The Lasalle Loop, Part One

On Saturday I walked the Lasalle Loop with Avrom Shtern and Andrew Dawson. Some of you may recall our exploration of The Doney Spur two years ago here, here, here, here, and here, so we were very much overdue for this trek.

The LaSalle Loop
As industry began to move into the newly incorporated town of LaSalle, an area still poorly served by mass transit, CP decided to built another line in the area, which came to be known as the ‘LaSalle Loop’. Built in the 1920s, it cut across the open countryside from Highlands to the Montreal streetcar terminus at the end of Allard Street, and thence down along the outside of the Montreal city line to join the South Branch at ‘Power Junction’, just east of the LaSalle Coke Plant. Trains then headed eastward along the South Branch as far as Church Street in Cote St. Paul. Although built primarily for freight, passengers were carried on through the end of World War II.”

And Andrew wrote that, “according to Michael Leduc’s “Montreal Island Railway Stations CP & Constituent Companies”, the LaSalle Loop line opened in August of 1922. Passenger service on the line was from 1922 to 1935, though during WWII it was reinstated. Trains ran from Highlands(today LaSalle) to Cote St.Paul on the South Bank Branch. The passenger equipment used would have been self propelled. Much like this battery car below or a gas-electric.
Here is a map of the part of the Lasalle Loop that runs from roughly the Angrigon Metro to the Saint Lawrence Bridge.

We met at the Angrignon Metro.

And started off exploring a tract of land east of there where the Lasalle Loop once ran.

Lasalle might be one of the most intense garden communities on the island as we found out on this trip. And, like this stretch of Ville Emard, most of it is not visible from the streets.

Obelisk near Allard and Irwin which is roughly where the Lasalle Loop passenger trains would have hooked up with the Montreal tram system (#36 bus route today).

The foundation of one of the factories recently torn down – Loblaw’s roof in background.

We began our march to the river along here. This building is a garage for Metro cars. The Lasalle Loop actually ran along the private property to the right.

We checked out the development alongside the park.
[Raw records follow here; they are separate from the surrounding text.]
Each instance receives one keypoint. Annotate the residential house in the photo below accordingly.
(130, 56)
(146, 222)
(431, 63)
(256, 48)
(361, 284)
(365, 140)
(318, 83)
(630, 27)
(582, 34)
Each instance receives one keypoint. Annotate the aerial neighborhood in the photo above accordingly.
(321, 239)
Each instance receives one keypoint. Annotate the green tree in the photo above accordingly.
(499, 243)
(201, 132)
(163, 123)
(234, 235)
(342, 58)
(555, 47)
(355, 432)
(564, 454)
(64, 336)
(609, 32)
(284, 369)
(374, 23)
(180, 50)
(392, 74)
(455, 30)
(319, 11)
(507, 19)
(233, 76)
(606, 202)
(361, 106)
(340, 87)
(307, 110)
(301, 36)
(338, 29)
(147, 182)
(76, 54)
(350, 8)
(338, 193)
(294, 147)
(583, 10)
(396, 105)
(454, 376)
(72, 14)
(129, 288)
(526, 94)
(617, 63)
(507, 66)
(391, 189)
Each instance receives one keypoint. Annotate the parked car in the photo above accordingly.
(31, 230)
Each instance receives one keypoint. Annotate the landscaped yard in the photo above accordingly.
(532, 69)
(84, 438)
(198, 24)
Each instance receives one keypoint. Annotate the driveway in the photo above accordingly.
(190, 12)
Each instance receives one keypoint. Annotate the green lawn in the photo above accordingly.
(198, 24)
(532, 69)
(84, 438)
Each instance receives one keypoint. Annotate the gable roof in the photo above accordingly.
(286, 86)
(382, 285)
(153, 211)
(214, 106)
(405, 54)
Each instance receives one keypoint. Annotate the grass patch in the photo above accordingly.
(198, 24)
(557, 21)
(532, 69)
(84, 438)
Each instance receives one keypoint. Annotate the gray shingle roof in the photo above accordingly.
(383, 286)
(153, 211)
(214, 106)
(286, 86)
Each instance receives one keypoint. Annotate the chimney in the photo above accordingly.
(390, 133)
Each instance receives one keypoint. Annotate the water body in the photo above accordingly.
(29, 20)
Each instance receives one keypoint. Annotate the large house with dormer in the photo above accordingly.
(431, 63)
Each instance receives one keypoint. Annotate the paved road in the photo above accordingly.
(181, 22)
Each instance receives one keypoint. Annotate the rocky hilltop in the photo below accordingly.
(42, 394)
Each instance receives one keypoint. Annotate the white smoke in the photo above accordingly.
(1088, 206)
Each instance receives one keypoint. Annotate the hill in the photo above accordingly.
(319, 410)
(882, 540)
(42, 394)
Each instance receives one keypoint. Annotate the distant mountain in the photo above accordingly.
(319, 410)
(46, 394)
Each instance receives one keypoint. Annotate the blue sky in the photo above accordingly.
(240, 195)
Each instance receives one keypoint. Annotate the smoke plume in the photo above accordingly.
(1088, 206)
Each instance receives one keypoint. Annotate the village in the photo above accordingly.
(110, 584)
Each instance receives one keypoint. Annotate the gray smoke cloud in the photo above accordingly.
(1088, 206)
Talk about there goes your view!

No back yards (there is a tricky short cut to the park, but not for the physically challenged or the elderly)

That green hill on the horizon is actually one of the largest PCB dumps in Quebec.

Metro garage from west end.

Just not sure about building car culture so close to a Metro Station.

At least the sidewalks in the project seem wide enough to serve pedestrians and cyclists.

And here, at the northwest corner of Angrignon Park, we begin along the actual right of way of the Lasalle Loop.

Stay tuned for Part 2!

4 responses to “The Lasalle Loop, Part One

  1. The “car culture so close to the metro” comment is sort of a little out of line, considering that the Lasalle loop area is less than a mile from the 20.

    The metro is really good if you are heading downtown, but as more and more people work in areas other than downtown, the public transit system fails to meet their needs. For those people who work at the airport, or in St Laurent, or perhaps at the port of Montreal would tell you, there are not going to trade a 15 minute car ride for an hour to two hours on public transit just to be nice.

    I live in one of the buildings in your photos, and I will say without a doubt that plenty of residents use the metro on a daily basis. However, poor planning by the city means that the access paths through the park are not lit at night. During the winter months, that means that people are walking home from work in the dark, through a park that has significant visible vandalism and graffiti. That isn’t very encouraging.

    Then again, for all the green in Mr Tremblay’s mind, there is plenty of stupidity, such as having a large parking area attached to the metro station, and then charging $5 a day for parking there. With a $70 or so bus pass and over a $100 a month in parking fees for your average downtown worker, I suspect they would be just saying “screw it” and looking for pay parking downtown.

    Good luck on your wandering. Don’t forget about the rail section along the canal on the Lasalle side. Plenty of changes down there as well.

  2. I used to run on the section from the old Labatt Brewery to Shevchenko and beyond and it was wonderful and more importantly, car free!